Question

Definite Integral question in comment

Answer 1

Given \[f(x) = \int\limits_{0}^{x} \frac{ t^2-49 }{1+\cos^2(x) }\]
At what value of x does the local max of f(x) occur?

Answer 2

forgot the dt at the end.

Answer 3

Is that supposed to \(\cos^2t\) in the denominator?

Answer 4

yes sorry

Answer 5

Recall the fundamental theorem of calc:
\[\frac{d}{dx}\int_c^{f(x)}g(t)\,\mathrm{d}t=g(f(x))\times \frac{d}{dx}[f(x)]\]

Answer 6

i suppose you start with applying f'(x)= integrant in terms of x

Answer 7

yeah the first part of the FTC

Answer 8

i basically told what you need "f'(x)= integrant in terms of x"

Answer 9

integrant is what's inside the intergral

Answer 10

So I would use the first part of FTC to solve this? Would I be able to break down the quotient further to apply the integral?

Answer 11

why you want to break it down?
you need to find critical values so set f'=0
if you do denominator can never be zero, so you are only concerned with top expression

Answer 12

do you know what to do?

Answer 13

I think so, but thanks for the help!

Answer 14

ok, no problem

Answer 15

recall max occurs if f' changes from positive to negative

Answer 16

Actually, how do you evaluate \[\int\limits_{}^{} \frac{ t^2-49 }{ 1+\cos^2t } dt\]? I do not understand the notation of the given FTC.

Answer 17

\[f'(x)=\frac{x^2-49}{1+\cos^2x}\]
we set \[f'(x)=0 ~~\Longrightarrow x^2-49=0\]

Answer 18

you don't need to evaluate the integral for now

Answer 19

so critical points occur at x=7 and x=-7 correct?

Answer 20

Wait, so the derivative of f(x) is the integrant?
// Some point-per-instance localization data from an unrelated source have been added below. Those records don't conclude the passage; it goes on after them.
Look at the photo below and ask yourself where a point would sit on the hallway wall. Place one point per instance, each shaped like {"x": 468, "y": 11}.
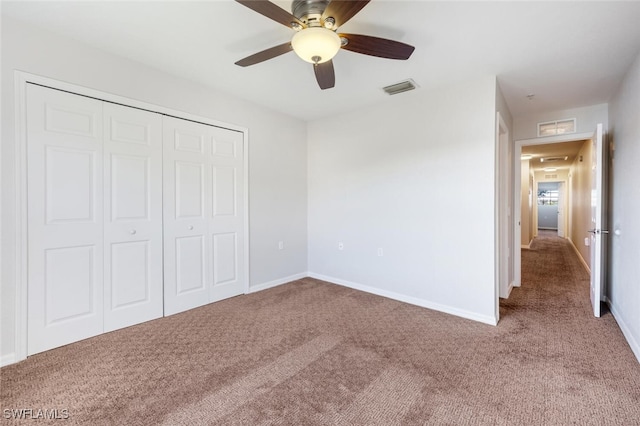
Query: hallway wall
{"x": 624, "y": 268}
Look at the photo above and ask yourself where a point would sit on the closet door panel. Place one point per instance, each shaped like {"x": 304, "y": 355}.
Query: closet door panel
{"x": 65, "y": 216}
{"x": 226, "y": 220}
{"x": 133, "y": 216}
{"x": 187, "y": 207}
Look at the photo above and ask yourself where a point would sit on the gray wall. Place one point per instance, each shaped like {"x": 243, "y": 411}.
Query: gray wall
{"x": 624, "y": 265}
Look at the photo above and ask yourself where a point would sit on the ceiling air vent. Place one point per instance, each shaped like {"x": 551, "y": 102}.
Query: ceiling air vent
{"x": 403, "y": 86}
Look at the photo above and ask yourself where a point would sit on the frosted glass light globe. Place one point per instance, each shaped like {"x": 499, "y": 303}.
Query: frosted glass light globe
{"x": 316, "y": 45}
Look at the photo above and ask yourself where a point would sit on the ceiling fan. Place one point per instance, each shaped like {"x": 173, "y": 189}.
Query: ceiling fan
{"x": 316, "y": 40}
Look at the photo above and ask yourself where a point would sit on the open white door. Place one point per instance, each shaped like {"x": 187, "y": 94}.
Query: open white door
{"x": 597, "y": 219}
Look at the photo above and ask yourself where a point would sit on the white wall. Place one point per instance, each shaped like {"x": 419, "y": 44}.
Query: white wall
{"x": 526, "y": 127}
{"x": 624, "y": 268}
{"x": 277, "y": 150}
{"x": 415, "y": 176}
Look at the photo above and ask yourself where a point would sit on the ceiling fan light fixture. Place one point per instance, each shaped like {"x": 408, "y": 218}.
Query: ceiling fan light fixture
{"x": 316, "y": 45}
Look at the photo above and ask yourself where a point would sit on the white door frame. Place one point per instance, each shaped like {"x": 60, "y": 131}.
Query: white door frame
{"x": 517, "y": 153}
{"x": 21, "y": 79}
{"x": 504, "y": 203}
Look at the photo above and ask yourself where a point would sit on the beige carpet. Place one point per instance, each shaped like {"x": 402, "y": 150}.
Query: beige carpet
{"x": 313, "y": 353}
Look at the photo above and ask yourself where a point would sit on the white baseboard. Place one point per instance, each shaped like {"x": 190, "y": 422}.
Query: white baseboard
{"x": 8, "y": 359}
{"x": 511, "y": 285}
{"x": 580, "y": 256}
{"x": 633, "y": 343}
{"x": 275, "y": 283}
{"x": 408, "y": 299}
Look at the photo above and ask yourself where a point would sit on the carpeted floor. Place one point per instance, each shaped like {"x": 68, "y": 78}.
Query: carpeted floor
{"x": 313, "y": 353}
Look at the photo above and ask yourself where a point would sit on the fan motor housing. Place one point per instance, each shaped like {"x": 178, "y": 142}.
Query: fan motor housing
{"x": 306, "y": 10}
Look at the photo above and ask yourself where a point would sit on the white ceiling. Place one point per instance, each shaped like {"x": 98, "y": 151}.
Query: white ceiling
{"x": 568, "y": 53}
Yes, I worked it out and the max occurs at -7.

Answer 21

yes in terms of x. your integral has a different parameter if you realize
fundamental theorem of calculus part I
\(\color{blue}{\text{Originally Posted by}}\) @SithsAndGiggles
Recall the fundamental theorem of calc:
\[\frac{d}{dx}\int_c^{f(x)}g(t)\,\mathrm{d}t=g(f(x))\times \frac{d}{dx}[f(x)]\]
\(\color{blue}{\text{End of Quote}}\)

Answer 22

in your case the function f(x) is not composite of two or more functions
so you don't need chain rule

Answer 23

Ohhh, I understand now! Thanks for the help again!

Answer 24

so you said you found max, how did you do it?

Answer 25

I plugged in the values, x = 7 and x = -7 into the derivative.

Answer 26

in the derivative? but that will give you f'=0 ?

Answer 27

you need to find the sign of f'

Answer 28

look at the sign of f' before -7 and after -7 and same for 7

Answer 29

denominator is already positive since 1+cosx>0
so forgot that number line i did

Answer 30

So,
(-inf, -7) : decreasing
(-7, 0) : decreasing
(0, 7) : decreasing
(7, inf) : increasing